温容那双狭长却又些微下弯的眼角透着湿红,已经有些软凝的泪珠附在上端,不知何时被自己咬碾得艳红的嘴唇虚虚地蠕动开合,隐有湿软粉嫩的一点舌尖倏地在那当中一闪,好似一条勾人魂魄的小蛇猛然闪现。
这硬物没有退避的空间,回回都将温容屄穴之内的淫软媚肉戳操得无处可去,一张张细软的小嘴均被干得痉挛抽搐,起伏不定,整个阴道软壁被径直操开一条顺畅的道路,那被迫向着情欲臣服低头的层层环肉卷卷淫绕,紧紧贴吸,被不断在其中鞭挞攻伐的玉屌插干出独属于它的形状。
“唔!啊、啊啊……太快了,嫩逼、嫩逼吃不下……呜!谁让它慢些……”
温容这般可怜兮兮、浑身上下地痴吐汁水,却没人同情他,更不会应了他的请求,真的将木马罚具给关停下来。后边的冲撞速度提到最快以后,温容愈发地被操得浪叫不止,这根屌具完全是照着真人的肉棒形状雕琢而成,到了柱身最根部的地方越为粗大肥硕,近乎有拳头那般大小,能被温容将将勉强吃进屄穴当中。

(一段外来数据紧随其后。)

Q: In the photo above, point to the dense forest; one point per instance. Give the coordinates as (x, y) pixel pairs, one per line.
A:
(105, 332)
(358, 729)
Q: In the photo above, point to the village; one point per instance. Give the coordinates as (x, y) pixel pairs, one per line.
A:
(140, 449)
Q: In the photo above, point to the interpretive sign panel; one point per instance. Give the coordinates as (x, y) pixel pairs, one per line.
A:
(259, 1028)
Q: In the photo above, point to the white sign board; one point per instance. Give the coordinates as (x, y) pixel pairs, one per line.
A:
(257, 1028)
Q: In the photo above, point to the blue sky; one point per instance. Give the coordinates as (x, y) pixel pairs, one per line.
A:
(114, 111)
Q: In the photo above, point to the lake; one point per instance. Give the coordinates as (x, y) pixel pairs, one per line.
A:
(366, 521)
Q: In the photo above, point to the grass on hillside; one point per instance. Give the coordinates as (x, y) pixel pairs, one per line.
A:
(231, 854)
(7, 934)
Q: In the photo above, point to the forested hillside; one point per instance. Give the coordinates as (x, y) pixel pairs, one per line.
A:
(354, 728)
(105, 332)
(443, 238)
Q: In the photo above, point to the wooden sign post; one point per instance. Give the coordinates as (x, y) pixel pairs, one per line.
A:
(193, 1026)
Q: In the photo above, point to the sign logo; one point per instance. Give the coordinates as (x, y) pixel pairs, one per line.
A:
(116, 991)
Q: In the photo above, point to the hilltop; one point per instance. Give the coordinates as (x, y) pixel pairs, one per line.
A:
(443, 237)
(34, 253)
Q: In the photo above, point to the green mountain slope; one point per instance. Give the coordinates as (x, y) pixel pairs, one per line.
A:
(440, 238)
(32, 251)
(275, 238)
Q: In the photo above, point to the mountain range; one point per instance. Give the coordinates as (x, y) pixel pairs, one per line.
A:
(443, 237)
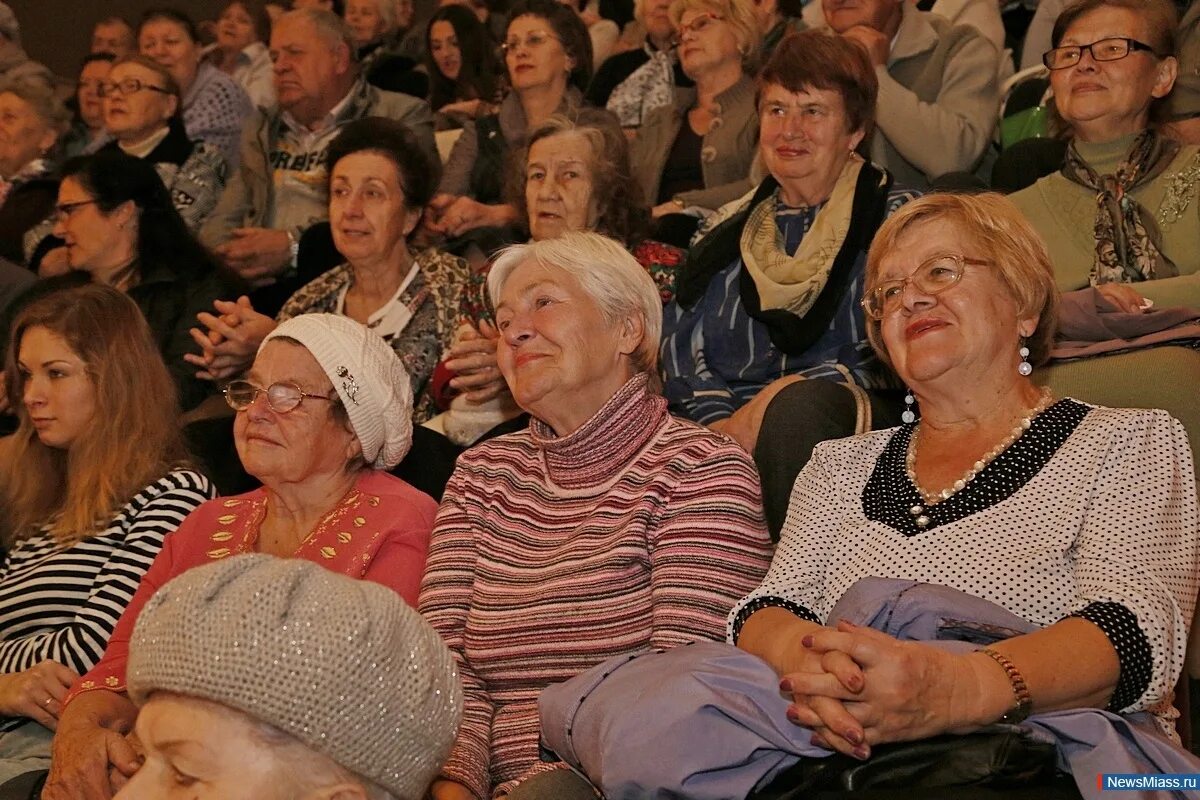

一泡又一泡、一股接一股的细密汁水渐渐攒聚起来,由肉壁上端的淫媚软肉张合小嘴,不停地蠕动分泌,吐露骚液,顺着硬物和肉道之间紧密贴合、难得显露出来的缝隙艰难地流淌下去,转瞬间便将这刑法用具完完全全地湿濡覆盖,又有好些汁水止不住地继续朝下流淌,于温容被木马上的玉屌完全操开干软的淫艳洞口中飞溅出来,化成数条数道细小的淫汁骚流,伴以许多在空中便径自分离出来的细小黏珠儿,纷纷落落地滴溅在木马的马身之上。
底下诸多兵士但见木马上的淫奴被硬具惩罚得淫淫喘喘,整个柔软的身躯不住颠晃,肉乳并着屁股一块儿一前一后地浑浑颤动。
他那细软湿泞的臀肉下方蓦然探出几道仿似什么软足虫的犄角似的圆滑水流,很快便因上端不断继续涌溢出来的汁水越积越多,那一条条的“犄角”也愈发伸流得拖长滴露,在马腹上拉出一道道细长的淫湿水痕。
眼见他们公认的娼妇竟然被木马这般本是用来惩罚淫奴的死物工具捣操得如此发浪犯骚,痴媚动人,从那引人肖想觊觎的肉穴当中淌出许多的骚汁淫液来,底下的兵士们怎么还安坐得住?
那木马内里有着许多繁杂机关,虽是用来惩罚骚货、荡妇的,但其实也精贵的很,并不叫人直接单独摆放出来,而是被置在了一处木台之上。木台之下的四边各设有两枚滚轮,周旁围着一圈栏杆,可以叫人推着来去行走,方便寄存。
原本这些营军看着温容,就像是站在戏台下边看戏,后来又渐渐被那台上的淫奴挑起性欲,双腿间蛰伏的硬物粗沉待发,好不憋胀难受,于是便有人受不住了,当下一手抓着台边一处栏杆,手腕用力撑着,同时腰胯猛然收缩,强硕有力的大腿使劲回勾,竟然直接从栏杆上翻身进了台内,走到正被体内的粗物顶得上下颠颤的温容身旁,对着他打量片刻。
温容目光几近失去焦点,只茫然地半扭转过头去看那跳窜上来的男人,被藏在亵衣之下的软腰一被天光照射着,便渐渐变得透明了,依稀可见里边一节窄细的腰身不住晃动,毫不自知地动情扭转。